More than 50 cancer groups have issued an urgent call for more lung cancer screening among high-risk people
WEDNESDAY, Nov. 2, 2022 (HealthDay News) — Screening tests routinely catch cases of breast and colon cancer early, but a screening test for lung cancer is sorely underused in high-risk people and that needs to change, more than 50 cancer organizations said in a joint statement issued Tuesday.
Low-dose computed tomography (CT) screening is recommended for people who are more likely to develop lung cancer, yet only 5.7 percent of people who are eligible get screened, the groups noted in a call to action for more screening.
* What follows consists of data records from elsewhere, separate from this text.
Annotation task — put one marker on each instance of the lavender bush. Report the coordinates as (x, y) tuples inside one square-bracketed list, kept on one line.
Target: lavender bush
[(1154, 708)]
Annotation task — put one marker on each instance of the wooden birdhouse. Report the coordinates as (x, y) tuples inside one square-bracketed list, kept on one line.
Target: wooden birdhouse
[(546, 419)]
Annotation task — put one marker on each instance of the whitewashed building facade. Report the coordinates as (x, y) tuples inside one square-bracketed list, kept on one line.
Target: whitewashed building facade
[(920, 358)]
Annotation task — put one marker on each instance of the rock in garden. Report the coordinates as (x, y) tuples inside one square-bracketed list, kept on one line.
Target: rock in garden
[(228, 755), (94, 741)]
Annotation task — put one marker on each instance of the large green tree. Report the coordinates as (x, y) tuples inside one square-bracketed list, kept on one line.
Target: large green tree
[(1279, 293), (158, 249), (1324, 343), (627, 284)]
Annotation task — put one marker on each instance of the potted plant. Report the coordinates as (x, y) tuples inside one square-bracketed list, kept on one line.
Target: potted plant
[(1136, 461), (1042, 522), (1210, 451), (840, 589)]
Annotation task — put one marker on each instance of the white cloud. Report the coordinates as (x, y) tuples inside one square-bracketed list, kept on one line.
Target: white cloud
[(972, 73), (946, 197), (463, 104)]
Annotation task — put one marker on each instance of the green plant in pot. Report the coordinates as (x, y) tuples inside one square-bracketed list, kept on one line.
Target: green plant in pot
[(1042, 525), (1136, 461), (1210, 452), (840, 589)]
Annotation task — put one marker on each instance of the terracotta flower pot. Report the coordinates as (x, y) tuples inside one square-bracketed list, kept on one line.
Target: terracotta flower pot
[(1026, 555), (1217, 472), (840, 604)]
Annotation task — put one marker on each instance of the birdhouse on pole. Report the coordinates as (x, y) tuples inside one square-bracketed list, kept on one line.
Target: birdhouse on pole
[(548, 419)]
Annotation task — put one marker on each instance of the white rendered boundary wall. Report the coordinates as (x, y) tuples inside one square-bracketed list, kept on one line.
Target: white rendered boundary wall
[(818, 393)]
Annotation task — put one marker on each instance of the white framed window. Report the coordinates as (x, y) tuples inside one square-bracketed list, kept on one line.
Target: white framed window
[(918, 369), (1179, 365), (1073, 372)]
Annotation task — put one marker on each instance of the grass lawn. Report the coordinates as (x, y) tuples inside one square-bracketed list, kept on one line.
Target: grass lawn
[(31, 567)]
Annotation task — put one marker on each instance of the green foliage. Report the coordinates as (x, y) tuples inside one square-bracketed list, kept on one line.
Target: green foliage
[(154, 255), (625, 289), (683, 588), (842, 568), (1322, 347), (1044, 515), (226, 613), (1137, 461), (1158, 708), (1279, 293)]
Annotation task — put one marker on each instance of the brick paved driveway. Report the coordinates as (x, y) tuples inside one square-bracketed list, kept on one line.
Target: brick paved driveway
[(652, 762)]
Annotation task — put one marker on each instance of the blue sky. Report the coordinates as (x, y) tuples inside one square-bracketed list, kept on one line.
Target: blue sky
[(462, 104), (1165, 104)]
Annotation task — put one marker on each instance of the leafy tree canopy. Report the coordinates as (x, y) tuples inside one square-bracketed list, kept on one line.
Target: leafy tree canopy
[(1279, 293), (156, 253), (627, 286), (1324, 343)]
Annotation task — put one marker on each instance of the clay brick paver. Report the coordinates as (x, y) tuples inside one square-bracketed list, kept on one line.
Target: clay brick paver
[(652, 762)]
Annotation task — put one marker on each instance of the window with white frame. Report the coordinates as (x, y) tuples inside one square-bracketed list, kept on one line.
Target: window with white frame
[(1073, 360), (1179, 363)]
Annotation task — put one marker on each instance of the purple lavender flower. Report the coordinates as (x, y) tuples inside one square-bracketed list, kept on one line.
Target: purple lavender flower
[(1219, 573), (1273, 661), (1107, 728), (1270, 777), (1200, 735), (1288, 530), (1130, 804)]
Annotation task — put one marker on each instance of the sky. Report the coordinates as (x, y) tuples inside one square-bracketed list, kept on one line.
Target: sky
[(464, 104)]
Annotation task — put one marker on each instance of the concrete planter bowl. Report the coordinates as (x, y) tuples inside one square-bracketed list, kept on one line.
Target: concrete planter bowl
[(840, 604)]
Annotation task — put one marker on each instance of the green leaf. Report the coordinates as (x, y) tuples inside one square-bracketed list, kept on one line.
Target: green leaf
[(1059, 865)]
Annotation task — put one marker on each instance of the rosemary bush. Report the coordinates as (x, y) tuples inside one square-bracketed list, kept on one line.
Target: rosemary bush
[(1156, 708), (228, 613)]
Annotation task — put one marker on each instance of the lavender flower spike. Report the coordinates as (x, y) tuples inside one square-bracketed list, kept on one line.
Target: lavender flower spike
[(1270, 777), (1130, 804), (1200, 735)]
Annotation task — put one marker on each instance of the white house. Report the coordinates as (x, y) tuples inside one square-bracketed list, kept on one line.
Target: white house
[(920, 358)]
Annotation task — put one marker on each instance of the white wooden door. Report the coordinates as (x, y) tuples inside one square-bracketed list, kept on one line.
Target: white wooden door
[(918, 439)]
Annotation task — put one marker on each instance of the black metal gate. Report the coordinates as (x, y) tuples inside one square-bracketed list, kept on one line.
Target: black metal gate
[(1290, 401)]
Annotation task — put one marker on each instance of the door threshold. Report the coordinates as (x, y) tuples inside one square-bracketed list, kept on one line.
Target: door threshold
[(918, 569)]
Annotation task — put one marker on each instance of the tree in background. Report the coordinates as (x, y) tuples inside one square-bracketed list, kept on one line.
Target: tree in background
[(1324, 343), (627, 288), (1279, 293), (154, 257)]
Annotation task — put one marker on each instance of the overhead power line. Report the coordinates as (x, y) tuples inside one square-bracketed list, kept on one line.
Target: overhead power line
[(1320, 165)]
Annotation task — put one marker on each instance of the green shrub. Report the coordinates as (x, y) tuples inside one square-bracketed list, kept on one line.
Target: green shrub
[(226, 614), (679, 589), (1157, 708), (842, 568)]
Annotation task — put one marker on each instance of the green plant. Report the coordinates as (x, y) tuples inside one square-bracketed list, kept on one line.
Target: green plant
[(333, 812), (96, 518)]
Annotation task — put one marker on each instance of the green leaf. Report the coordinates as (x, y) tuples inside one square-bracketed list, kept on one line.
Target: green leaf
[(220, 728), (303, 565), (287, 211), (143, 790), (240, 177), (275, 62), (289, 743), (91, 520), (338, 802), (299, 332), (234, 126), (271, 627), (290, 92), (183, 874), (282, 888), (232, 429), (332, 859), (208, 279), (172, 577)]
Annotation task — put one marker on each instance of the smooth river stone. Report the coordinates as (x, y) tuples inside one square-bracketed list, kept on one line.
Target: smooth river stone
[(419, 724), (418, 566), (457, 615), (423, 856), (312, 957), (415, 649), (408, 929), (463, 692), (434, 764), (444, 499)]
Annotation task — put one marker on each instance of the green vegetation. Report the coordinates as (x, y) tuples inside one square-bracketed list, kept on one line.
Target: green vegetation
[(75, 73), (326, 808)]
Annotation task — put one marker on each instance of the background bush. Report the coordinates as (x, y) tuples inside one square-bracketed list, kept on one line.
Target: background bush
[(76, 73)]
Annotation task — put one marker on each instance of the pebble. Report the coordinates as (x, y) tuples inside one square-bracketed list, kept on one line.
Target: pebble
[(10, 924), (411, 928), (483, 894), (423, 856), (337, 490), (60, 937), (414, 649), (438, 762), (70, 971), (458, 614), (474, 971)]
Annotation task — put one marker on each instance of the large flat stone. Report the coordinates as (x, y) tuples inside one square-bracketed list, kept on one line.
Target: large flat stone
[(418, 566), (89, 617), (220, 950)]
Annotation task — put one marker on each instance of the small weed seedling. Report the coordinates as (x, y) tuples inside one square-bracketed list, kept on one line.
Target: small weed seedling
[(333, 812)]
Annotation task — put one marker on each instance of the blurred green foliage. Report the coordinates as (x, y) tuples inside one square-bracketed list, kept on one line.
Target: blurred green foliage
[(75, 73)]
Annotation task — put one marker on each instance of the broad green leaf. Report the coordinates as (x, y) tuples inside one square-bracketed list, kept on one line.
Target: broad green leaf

The cancer groups are urging high-risk individuals, their health care providers, and insurers to do their part. Recommendations include a national education campaign, leveraging tobacco prevention and cessation resources to encourage screening, improving access to screening, and requiring Medicaid coverage for guideline-based screening. The groups also urged finding ways to create fair access to screening, prioritizing quality measures to increase screening, and investing in comprehensive screening sites.
Since 2013, the U.S. Preventive Services Task Force has recommended low-dose CT scans for high-risk groups, which means it is now covered by most insurance plans. The task force expanded screening eligibility criteria last year. It is now recommended for people aged 50 to 80 years who have smoked 20 pack-years, or about a pack a day for 20 years or two packs a day for 10 years. People who smoked that much but who have quit within the past 15 years are also eligible.
About 14.5 million Americans are eligible for the screening. With early detection, as many as 60,000 people each year who would have died of lung cancer would instead live, the groups said.
The 5.7 percent screening rate for lung cancer was tabulated even before the pandemic prompted drops in screening rates for all cancers. Meanwhile, screening rates for breast, cervical, and colon cancers range from 67 to 76 percent. Unfortunately, a number of barriers exist that keep high-risk people from getting this essential screening. Among them are simply a lack of awareness by both patients and providers, the group said.